OOC: Sorry didn't know the game had taken off so much.


----------



## Queenie (Nov 13, 2009)

rangerjohn said:


> Coming out of his meditation Reginald introduces himself and asks what probably all wish to know.  "Just what problems have you been having Burgomeister? and how may we be off help? "
> 
> OOC: Sorry didn't know the game had taken off so much.




"Have some manners, will you?" Morgana says bossily. 

She swooshes forward and curtsies, extending her hand in a royal way. "Morgana Teleri, Pleasure to meet you.
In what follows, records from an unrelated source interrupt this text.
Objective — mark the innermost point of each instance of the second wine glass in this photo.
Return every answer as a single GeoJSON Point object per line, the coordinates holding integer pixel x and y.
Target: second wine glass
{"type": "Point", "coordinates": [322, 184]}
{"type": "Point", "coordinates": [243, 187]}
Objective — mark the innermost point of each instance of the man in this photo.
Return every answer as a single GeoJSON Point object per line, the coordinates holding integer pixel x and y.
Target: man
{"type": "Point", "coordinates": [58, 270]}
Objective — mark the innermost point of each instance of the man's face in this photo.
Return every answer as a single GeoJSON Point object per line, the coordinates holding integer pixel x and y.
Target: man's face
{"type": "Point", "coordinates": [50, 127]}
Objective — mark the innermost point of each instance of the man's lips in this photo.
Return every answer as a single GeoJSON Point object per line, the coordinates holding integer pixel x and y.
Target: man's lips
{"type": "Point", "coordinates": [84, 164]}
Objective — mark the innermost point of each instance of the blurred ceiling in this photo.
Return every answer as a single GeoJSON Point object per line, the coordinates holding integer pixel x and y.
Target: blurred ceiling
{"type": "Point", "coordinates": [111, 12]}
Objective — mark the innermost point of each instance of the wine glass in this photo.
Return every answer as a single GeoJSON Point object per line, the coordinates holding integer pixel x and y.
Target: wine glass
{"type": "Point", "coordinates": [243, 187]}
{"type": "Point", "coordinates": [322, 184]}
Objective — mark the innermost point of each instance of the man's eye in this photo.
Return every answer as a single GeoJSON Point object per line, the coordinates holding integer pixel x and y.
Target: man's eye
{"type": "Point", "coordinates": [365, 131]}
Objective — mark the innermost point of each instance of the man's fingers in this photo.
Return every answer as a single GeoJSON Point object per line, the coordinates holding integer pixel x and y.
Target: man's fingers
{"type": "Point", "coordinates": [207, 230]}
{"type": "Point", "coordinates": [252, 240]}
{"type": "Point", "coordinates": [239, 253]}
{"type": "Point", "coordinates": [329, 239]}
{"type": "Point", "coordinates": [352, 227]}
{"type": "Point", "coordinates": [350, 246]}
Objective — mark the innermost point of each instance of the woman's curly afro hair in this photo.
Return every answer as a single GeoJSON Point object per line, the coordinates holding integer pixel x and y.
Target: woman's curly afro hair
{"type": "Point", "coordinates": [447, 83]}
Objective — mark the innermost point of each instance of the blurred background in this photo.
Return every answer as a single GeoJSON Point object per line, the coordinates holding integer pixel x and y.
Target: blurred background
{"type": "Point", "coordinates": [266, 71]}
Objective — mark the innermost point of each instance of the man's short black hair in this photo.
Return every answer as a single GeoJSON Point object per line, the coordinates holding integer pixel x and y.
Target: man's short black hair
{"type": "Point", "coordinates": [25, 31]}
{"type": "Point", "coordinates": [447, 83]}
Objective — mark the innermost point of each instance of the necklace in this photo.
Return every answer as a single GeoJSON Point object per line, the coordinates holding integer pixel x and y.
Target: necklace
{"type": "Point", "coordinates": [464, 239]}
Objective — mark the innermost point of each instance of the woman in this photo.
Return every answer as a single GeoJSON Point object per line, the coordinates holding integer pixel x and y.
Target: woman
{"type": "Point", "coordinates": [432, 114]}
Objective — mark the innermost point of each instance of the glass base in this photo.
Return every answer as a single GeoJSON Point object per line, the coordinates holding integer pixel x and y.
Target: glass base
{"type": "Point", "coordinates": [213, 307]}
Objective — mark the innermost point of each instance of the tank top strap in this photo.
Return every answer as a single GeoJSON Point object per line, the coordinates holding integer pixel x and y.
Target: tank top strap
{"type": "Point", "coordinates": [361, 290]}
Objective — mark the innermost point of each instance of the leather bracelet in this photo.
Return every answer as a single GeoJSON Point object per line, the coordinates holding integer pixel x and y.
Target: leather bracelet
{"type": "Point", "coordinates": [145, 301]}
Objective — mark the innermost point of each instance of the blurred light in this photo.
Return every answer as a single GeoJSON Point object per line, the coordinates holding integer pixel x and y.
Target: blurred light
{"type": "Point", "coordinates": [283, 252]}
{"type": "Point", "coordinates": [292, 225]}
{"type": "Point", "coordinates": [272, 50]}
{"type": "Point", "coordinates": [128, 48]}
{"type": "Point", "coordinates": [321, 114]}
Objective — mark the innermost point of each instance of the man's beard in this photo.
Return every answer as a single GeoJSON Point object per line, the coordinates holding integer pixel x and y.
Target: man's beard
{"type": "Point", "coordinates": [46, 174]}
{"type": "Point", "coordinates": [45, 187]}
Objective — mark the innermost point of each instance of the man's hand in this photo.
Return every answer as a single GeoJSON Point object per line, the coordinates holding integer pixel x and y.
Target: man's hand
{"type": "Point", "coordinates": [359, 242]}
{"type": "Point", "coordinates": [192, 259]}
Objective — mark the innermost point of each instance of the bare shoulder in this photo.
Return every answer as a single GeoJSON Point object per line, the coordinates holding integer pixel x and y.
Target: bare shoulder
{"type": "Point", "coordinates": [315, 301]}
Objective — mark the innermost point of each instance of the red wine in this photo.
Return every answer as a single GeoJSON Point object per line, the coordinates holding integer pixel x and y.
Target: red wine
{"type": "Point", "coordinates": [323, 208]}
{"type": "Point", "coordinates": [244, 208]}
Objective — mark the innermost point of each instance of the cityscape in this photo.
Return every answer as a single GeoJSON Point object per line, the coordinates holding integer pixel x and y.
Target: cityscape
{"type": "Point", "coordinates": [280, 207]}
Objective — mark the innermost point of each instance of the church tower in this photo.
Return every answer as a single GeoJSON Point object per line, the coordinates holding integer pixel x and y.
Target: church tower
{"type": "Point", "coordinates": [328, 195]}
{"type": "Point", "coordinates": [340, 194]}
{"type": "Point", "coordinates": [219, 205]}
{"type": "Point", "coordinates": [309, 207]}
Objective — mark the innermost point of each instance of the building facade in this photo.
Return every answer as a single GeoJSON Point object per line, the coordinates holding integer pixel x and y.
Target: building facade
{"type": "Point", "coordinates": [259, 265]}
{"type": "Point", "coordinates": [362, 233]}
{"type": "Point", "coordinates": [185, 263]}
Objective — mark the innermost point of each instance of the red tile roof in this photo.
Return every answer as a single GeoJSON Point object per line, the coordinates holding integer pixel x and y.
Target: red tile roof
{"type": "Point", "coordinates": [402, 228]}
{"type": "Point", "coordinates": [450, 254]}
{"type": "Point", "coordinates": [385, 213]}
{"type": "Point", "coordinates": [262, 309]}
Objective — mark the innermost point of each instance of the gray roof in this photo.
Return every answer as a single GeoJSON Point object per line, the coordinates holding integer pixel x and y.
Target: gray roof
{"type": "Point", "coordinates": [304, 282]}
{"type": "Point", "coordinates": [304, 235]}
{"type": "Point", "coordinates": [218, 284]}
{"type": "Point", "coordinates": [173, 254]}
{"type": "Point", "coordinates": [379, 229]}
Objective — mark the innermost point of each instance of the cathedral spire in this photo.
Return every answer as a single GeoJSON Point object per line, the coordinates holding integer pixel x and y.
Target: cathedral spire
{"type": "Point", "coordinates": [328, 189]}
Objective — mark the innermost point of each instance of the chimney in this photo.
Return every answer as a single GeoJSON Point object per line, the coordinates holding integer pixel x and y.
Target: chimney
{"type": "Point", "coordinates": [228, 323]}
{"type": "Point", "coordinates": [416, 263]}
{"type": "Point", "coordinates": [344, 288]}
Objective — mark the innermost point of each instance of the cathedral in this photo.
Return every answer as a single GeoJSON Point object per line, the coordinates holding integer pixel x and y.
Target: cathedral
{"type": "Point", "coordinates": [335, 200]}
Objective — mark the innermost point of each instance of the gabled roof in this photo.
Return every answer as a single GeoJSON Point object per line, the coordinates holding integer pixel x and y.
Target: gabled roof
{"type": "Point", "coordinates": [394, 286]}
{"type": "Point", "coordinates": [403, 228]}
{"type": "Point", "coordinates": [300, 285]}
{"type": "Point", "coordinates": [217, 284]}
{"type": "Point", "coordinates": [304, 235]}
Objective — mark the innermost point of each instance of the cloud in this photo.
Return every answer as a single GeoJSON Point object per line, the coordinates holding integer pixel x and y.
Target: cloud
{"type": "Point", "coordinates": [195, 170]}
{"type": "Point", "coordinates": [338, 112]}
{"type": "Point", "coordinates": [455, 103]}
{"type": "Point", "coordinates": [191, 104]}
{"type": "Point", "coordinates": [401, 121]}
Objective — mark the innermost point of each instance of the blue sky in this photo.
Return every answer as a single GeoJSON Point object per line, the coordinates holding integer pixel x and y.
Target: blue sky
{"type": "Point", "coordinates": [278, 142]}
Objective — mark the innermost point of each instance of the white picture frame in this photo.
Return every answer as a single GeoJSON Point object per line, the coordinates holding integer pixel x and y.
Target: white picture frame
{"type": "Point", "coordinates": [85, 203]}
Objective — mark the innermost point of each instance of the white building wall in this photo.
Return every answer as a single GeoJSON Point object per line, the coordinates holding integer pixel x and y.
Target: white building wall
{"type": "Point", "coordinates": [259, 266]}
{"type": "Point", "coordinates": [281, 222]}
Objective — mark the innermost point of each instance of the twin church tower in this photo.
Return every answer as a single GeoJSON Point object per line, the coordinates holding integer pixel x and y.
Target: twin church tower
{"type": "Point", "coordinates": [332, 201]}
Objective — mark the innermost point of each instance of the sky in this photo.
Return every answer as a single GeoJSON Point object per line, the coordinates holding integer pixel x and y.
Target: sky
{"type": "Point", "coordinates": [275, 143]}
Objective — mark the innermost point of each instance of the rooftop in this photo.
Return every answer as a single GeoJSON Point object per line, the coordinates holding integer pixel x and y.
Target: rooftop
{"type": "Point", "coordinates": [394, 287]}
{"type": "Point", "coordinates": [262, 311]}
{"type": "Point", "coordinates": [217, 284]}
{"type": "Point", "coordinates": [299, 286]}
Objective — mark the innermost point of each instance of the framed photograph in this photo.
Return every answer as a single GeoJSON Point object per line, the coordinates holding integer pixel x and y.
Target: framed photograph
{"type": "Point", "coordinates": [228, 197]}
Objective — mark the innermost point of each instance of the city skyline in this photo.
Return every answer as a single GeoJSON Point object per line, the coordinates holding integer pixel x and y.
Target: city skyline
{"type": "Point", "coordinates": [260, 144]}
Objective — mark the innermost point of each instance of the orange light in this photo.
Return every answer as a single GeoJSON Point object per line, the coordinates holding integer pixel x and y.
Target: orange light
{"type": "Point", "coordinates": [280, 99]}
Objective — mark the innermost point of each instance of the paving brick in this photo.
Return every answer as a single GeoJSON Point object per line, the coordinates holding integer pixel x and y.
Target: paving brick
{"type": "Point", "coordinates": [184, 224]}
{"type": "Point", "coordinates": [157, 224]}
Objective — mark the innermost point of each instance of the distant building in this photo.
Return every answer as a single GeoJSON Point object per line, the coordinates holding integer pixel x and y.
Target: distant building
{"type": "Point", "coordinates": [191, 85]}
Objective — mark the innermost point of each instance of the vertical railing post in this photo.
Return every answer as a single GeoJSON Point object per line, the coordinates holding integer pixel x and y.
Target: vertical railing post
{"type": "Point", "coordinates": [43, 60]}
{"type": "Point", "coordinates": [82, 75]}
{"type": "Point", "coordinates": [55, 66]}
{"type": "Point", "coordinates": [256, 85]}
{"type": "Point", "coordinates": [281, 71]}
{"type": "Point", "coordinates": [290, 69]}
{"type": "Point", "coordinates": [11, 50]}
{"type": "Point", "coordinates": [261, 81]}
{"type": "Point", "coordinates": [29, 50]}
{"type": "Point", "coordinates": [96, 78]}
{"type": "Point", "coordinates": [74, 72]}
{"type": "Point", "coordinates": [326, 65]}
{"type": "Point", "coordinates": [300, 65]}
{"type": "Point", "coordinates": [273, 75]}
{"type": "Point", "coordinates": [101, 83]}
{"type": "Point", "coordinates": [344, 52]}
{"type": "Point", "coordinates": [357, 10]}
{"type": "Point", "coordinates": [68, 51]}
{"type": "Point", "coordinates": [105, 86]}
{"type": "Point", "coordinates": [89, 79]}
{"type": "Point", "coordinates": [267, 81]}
I will let my friends introduce themselves and then you shall tell us of your troubles."


----------



## rangerjohn (Nov 13, 2009)

Well I see Reginald and the court have a mutual dislike of each other.


----------



## Deuce Traveler (Nov 13, 2009)

Fenn turned towards Thalion and said, "Well that Biggums chap seems nice," but after an uncomfortable silence he shuffled his feet, cleared his throat, and headed upstairs to the office.
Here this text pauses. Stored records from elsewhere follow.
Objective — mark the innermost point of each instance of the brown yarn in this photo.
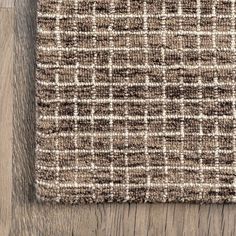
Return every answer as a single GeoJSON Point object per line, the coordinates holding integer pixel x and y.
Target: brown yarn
{"type": "Point", "coordinates": [136, 101]}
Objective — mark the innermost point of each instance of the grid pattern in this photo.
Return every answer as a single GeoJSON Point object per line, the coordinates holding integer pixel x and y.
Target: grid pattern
{"type": "Point", "coordinates": [136, 101]}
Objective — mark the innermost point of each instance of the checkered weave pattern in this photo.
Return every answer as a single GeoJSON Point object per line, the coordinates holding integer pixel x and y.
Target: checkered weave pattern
{"type": "Point", "coordinates": [136, 101]}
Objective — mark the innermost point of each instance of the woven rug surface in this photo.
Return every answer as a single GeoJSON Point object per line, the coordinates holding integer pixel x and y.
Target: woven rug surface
{"type": "Point", "coordinates": [136, 101]}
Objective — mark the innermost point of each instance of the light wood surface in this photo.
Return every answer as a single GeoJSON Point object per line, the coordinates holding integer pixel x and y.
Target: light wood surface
{"type": "Point", "coordinates": [36, 219]}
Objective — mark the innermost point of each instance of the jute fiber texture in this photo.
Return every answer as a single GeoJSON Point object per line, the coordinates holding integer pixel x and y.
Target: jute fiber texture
{"type": "Point", "coordinates": [136, 101]}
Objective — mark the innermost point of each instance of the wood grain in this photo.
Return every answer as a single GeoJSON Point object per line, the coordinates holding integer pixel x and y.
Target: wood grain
{"type": "Point", "coordinates": [6, 58]}
{"type": "Point", "coordinates": [6, 3]}
{"type": "Point", "coordinates": [32, 218]}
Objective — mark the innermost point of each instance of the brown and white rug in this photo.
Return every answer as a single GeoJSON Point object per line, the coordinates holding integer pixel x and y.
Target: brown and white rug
{"type": "Point", "coordinates": [136, 101]}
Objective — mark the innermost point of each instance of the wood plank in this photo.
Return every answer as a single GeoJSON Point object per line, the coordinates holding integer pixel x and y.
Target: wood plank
{"type": "Point", "coordinates": [6, 73]}
{"type": "Point", "coordinates": [32, 218]}
{"type": "Point", "coordinates": [6, 3]}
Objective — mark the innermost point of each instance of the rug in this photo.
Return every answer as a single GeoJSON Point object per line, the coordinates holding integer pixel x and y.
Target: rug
{"type": "Point", "coordinates": [136, 101]}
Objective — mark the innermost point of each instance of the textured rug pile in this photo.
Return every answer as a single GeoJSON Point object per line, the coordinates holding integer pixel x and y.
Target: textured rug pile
{"type": "Point", "coordinates": [136, 101]}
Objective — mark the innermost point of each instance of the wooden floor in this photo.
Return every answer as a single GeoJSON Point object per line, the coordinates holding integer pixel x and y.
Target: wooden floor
{"type": "Point", "coordinates": [20, 214]}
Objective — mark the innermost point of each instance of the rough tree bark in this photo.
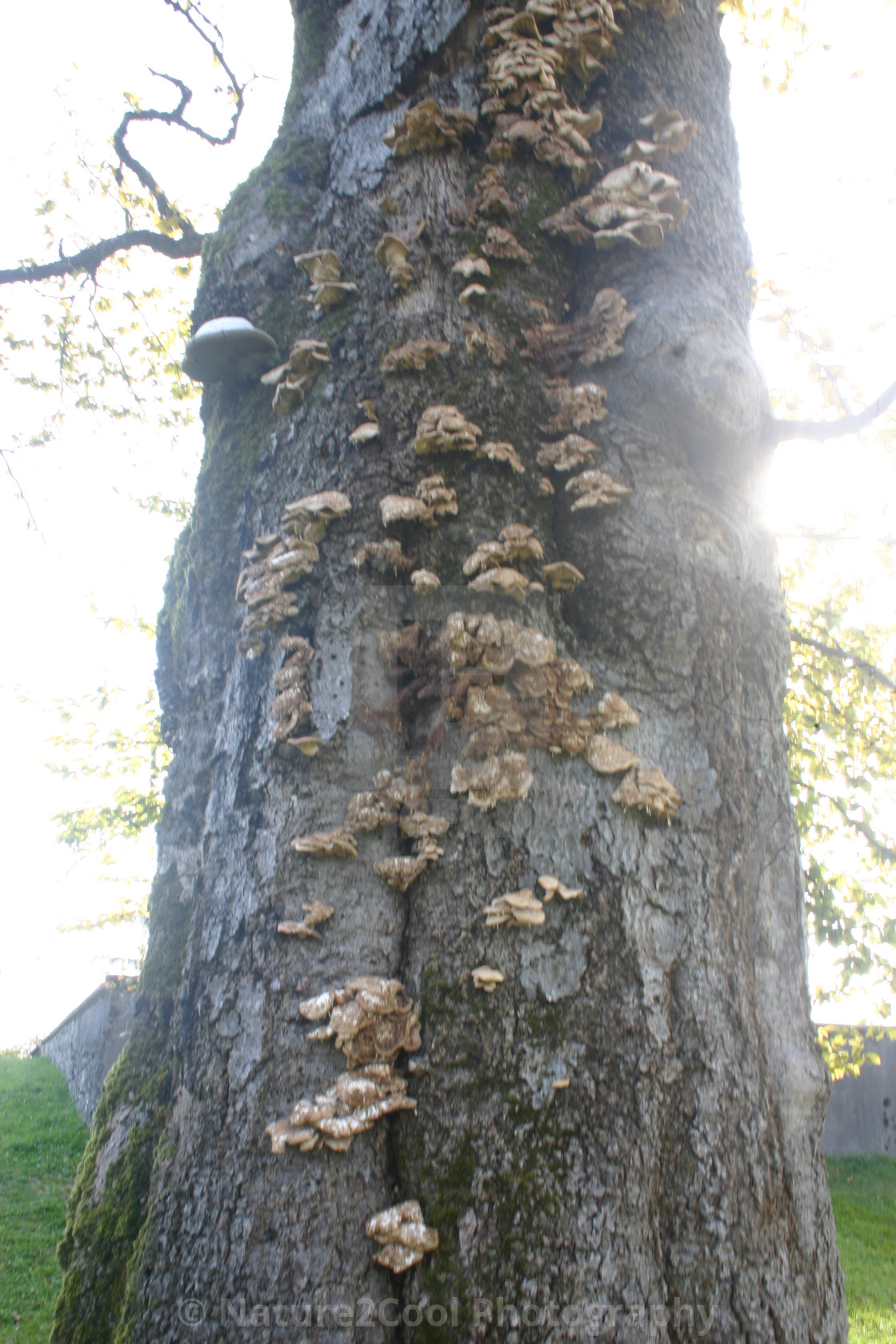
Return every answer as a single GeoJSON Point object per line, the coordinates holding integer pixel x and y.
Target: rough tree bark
{"type": "Point", "coordinates": [682, 1167]}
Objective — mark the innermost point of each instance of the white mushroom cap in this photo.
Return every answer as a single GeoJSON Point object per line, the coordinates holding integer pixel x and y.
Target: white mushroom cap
{"type": "Point", "coordinates": [227, 350]}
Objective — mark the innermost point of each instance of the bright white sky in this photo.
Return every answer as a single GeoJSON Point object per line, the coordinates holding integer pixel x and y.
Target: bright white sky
{"type": "Point", "coordinates": [820, 199]}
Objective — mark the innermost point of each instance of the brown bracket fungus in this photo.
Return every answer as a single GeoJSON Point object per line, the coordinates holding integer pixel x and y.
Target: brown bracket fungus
{"type": "Point", "coordinates": [567, 454]}
{"type": "Point", "coordinates": [469, 266]}
{"type": "Point", "coordinates": [290, 381]}
{"type": "Point", "coordinates": [227, 350]}
{"type": "Point", "coordinates": [314, 913]}
{"type": "Point", "coordinates": [403, 1237]}
{"type": "Point", "coordinates": [486, 978]}
{"type": "Point", "coordinates": [573, 406]}
{"type": "Point", "coordinates": [554, 887]}
{"type": "Point", "coordinates": [371, 1020]}
{"type": "Point", "coordinates": [595, 490]}
{"type": "Point", "coordinates": [413, 355]}
{"type": "Point", "coordinates": [425, 582]}
{"type": "Point", "coordinates": [383, 555]}
{"type": "Point", "coordinates": [340, 844]}
{"type": "Point", "coordinates": [591, 340]}
{"type": "Point", "coordinates": [350, 1106]}
{"type": "Point", "coordinates": [562, 575]}
{"type": "Point", "coordinates": [650, 792]}
{"type": "Point", "coordinates": [518, 909]}
{"type": "Point", "coordinates": [429, 126]}
{"type": "Point", "coordinates": [634, 203]}
{"type": "Point", "coordinates": [502, 245]}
"The name's Fenn, sir.  Fenn McDabbler.  Fancy place you have hear, if you don't mind me saying so.  I'm always looking to help out in a pinch, though of course I usually ask a modest fee for such services."


----------



## Guest 11456 (Nov 14, 2009)

The Sylph merely places a fist to his chest. "Zephyrus!"


----------



## Fenris (Nov 14, 2009)

The elf gives a short bow, "Thalion at your service sir."


----------



## Frozen Messiah (Nov 14, 2009)

Biggums walks in and sits of to the side and whatches everyone's little introductions then he steps forward, takes his gun out of the holster and begins spinging it. "The name is Biggums Solomon Nipper, gun for hire, and I would like to give you my word that your problems will get fixed if i have anything to do with it. What evrything comes down to is the amount of trouble you be havin'." Biggums says with a smile on his face as he sees the look on the man who was already paniced face go slightly pale as Biggums spins his gun.


----------



## Jack Daniel (Nov 14, 2009)

Burgomaster Kemp gives a stiff bow to each of you and proclaims, "Most excellent.  That being the case, we might have just what you're looking for.  At least, if the reports I've been hearing are true; but then, I should leave it to Mr. Bedan to explain."  He turns to the farmer and prompts, "Go ahead, Bedan.  Tell these people your story."

The farmer now turns to face the six of you.  His hands are clenched tightly on an old felt, wide-brimmed hat.  He seems a little nervous, but soon finds his voice and begins his tale: "Well, y'see, um... we got trouble with... with what folks think to be goblins.  Now I know it seems foolish, like somethin' out of an old hearth-tale, but I swears that's what me and mine have seen.  Fierce they are, with yellow eyes, slitted like a snake's.  Dwarf-high, but hunched over and bandy-legged.  Sharp-toothed, and with ears shaped like bat's wings.  If they aren't goblins, well... whatever they are, they aren't men.  That much is fact.  Fact, I says.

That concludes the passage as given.